Dream as if you'll live forever. Live as if you'll die today.

Dream as if you’ll live forever. Live as if you’ll die today.

Please excuse me: I’ve written about this sort of stuff before, but I can’t stop myself doing so again.

TV adverts at the moment tell us: for the first time as many people survive cancer as die from cancer; together we’ll beat cancer; soon nobody will die from cancer.

What nonsense! It’s emotional manipulation to get you to give to cancer research.

If you don’t die from cancer, then what will you die from?

Maybe you think you won’t die at all. Maybe you’ll live for ever like the struldbrugs in Jonathan Swift’s Gulliver’s Travels, increasingly opinionated and cranky (some of us are like that already). At 80 years of age their marriages were dissolved because no two people could stand each other any longer, and they became legally dead, no longer able to own property. This is not unattractive: no taxes, no responsibilities, no leaking roofs to worry about.

Somehow, unlikely though it may seem, I think Swift was taking the piss.

Life is a terminal condition. Deal with it. We invest so much in doctors and drug companies because people can’t come to terms with that fact. We imagine that the next new drug or treatment will allow us to live for ever—or at least, for that bit longer.
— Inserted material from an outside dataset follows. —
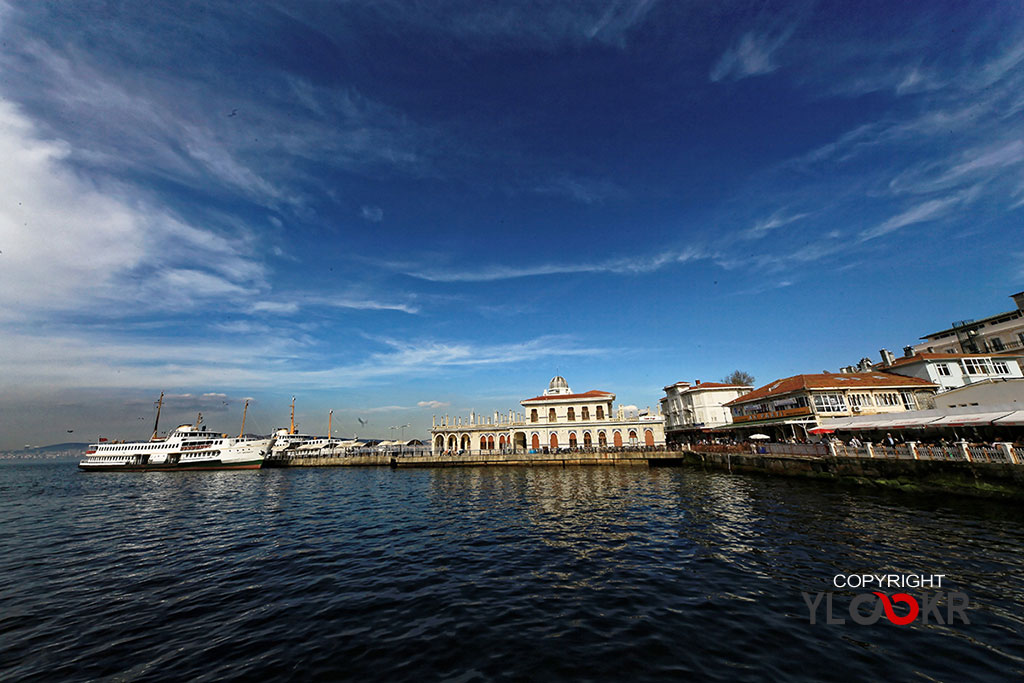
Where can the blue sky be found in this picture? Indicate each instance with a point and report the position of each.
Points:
(399, 209)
Imagine you’re expecting to kick the bucket any day, then a new drug unexpectedly becomes available and you are told you have an extra month. What will you do with the extra days? Will you travel to where you’ve always wanted to go? Will you write your life story? Will you make sure that the people you think are gobshites know your opinion of them? (a very tempting option.)
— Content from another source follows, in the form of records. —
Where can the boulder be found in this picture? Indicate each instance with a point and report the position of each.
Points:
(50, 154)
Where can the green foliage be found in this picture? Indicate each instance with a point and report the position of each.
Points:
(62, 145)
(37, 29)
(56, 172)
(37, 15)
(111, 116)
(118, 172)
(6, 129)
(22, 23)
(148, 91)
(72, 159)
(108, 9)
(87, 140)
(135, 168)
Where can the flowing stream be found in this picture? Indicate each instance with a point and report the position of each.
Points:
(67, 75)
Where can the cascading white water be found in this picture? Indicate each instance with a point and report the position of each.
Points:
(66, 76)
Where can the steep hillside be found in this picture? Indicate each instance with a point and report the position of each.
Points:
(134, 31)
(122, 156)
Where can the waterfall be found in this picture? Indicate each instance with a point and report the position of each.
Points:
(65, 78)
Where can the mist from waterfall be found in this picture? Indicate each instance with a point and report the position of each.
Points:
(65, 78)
When my mother was on her last legs with secondary cancer, she was put on morphine and had a couple of months at home. She asked me what to do. I said if I were her, I’d get a train ticket and go places I’d never been, though by then she was too ill to bother. After she died, my father bought a deep fat fryer, so that was soon the end of him. If we don’t die of cancer, I suppose heart disease will be the killer. Or murder—if the struldbrug character changes are an indicator.
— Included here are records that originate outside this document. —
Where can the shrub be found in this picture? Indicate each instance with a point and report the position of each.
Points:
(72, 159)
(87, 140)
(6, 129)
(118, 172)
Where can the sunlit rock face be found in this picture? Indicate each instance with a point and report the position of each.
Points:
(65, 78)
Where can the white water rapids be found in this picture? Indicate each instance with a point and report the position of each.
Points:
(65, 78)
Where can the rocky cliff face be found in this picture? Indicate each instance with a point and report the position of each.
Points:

What will it be for me? Road traffic accident? Heart disease (I like eggs; I like salt)? Cancer? Quite possibly cancer. I’m a bit of a worrier and there is evidence of cancer-genes in the family. Now just so you get this straight, cancer is not a disease, it’s a side-effect of ageing: the longer you live, the more likely your cells are to go out of control. Also, cancer is not God’s judgement. Cancer is not a punishment. Cancer, like so many other things, is just stuff that happens.

The game's up

The game’s up

Back to the plot. The beginning of the year is a good time to make peace with people you know you’ve offended or hurt. You might tell people who’ve hurt you that you bear them no ill will. You would then have a lighter heart, carry fewer burdens, and live more serenely. You can start this now, by living each day as if ‘twere thy last. Because it jolly well might be.

Wiping out this disease today means you die of something else tomorrow. Life—to repeat—is terminal, and you never know when the game’s up.